Logistics

SpiceJet’s Ajay Singh taps SBI to mount Air India bid

Forum Gandhi Mumbai | Updated on September 13, 2021

May pledge shares, personal property as security for guarantee

With just three days left to place a final bid, Ajay Singh — promoter of cash-strapped SpiceJet — has approached State Bank of India to get a bank guarantee for his potential bid for Air India.

Singh is making the bid in his personal capacity.

The Tata group is the other entity which has confirmed bid for the debt-laden national carrier.

A banking source told BusinessLine that Singh has approached the Delhi branch of the State Bank of India to get a bank guarantee for which he is likely to pledge shares or his personal property as security.

Both Singh and SBI did not respond to BusinessLine’s query.

While there is no clarity on the amount that Singh may quote for Air India, BusinessLine has been told that he is likely to place a firm bid on September 15, the last day for submitting a firm offer.

Singh has already submitted the Expression of Interest for Air India.

$1-billion war chest

According to recent reports, Singh had set aside a $1-billion warchest for the bid, which is set to be made through a special purpose vehicle (SPV). The SPV is likely to see investments from two US-based funds.

Singh will reportedly hold a minimum 26 per cent shareholding in the SPV, while the US funds are likely to contribute around $700 million.

The reports had also stated that Singh had decided to hive off SpiceJet’s cargo business to raise $300 million for his personal contribution.

On the other hand, BusinessLine had recently reported, citing court documents submitted by SpiceJet, that Singh was unable to fund the company in his personal capacity at this point in time.

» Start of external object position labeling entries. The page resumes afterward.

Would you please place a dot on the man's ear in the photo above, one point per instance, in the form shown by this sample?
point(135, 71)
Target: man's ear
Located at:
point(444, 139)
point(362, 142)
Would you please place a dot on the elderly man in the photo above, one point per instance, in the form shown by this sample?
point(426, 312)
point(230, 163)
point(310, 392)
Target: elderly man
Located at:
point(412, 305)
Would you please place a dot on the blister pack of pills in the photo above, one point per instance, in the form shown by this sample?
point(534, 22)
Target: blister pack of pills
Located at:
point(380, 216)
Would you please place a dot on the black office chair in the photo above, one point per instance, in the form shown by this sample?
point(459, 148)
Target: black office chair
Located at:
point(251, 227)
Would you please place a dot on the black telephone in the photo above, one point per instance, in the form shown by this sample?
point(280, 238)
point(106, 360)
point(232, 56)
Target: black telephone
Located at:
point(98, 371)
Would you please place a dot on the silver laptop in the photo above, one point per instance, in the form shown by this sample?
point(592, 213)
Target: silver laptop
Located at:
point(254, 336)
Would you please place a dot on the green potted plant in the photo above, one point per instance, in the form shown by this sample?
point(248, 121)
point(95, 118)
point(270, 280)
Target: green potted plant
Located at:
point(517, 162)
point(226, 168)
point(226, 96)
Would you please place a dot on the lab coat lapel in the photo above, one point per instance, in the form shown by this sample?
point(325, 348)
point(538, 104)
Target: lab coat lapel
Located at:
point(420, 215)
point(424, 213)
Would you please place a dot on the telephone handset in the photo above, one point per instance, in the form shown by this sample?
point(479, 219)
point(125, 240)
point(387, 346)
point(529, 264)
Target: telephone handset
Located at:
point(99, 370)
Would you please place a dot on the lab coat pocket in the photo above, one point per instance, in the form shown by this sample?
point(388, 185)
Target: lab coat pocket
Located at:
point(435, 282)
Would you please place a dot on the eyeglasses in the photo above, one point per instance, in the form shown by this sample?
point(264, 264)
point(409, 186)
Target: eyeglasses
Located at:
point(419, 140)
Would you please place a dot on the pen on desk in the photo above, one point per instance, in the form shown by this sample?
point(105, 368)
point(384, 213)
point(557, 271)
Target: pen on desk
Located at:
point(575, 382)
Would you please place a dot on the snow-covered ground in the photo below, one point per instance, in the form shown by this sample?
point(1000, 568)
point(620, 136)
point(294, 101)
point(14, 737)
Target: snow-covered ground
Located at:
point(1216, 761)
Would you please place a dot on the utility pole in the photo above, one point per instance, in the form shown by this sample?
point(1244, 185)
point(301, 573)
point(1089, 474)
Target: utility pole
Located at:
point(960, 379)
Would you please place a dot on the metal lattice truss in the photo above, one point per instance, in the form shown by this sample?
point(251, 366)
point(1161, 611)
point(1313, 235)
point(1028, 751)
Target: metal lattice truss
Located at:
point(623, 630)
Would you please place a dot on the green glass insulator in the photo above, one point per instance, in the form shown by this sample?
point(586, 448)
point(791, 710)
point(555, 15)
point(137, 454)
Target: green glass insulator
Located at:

The low-cost carrier had to approach its existing lenders to further lend approximately ₹570 crore along with bank guarantees to pay off its dues to the Indian fuel companies.

AI valuation, assets

Air India has over ₹40,000-crore debt; the government had decided to divest the company’s assets last year. Expressions of interest came in by the end of 2020.

BusinessLine had reported that Ernst & Young was commissioned as the transaction advisor for the divestment.

According to the presentation made by EY to the Department of Investment and Public Asset Management, four of the six AI subsidiaries were not likely to be included in the valuation exercise. But the minority stakes held by the airline in Cochin International Airport and French telecom company Orange S.A. are likely to be included to ascertain the business value of the company.

Also included will be Air India Express, the airline’s low-cost subsidiary, and Air India SATS Airport Services Private Ltd, which provides gateway services and cargo handling. The airline’s other assets are likely to be sold off separately to reduce Air India’s debt.

Tata Sons, too, have been doing aggressive due diligence for its bid. It is said to have hired Bain & Company and Seabury Group along with independent experts from Delta Airlines and United Airlines.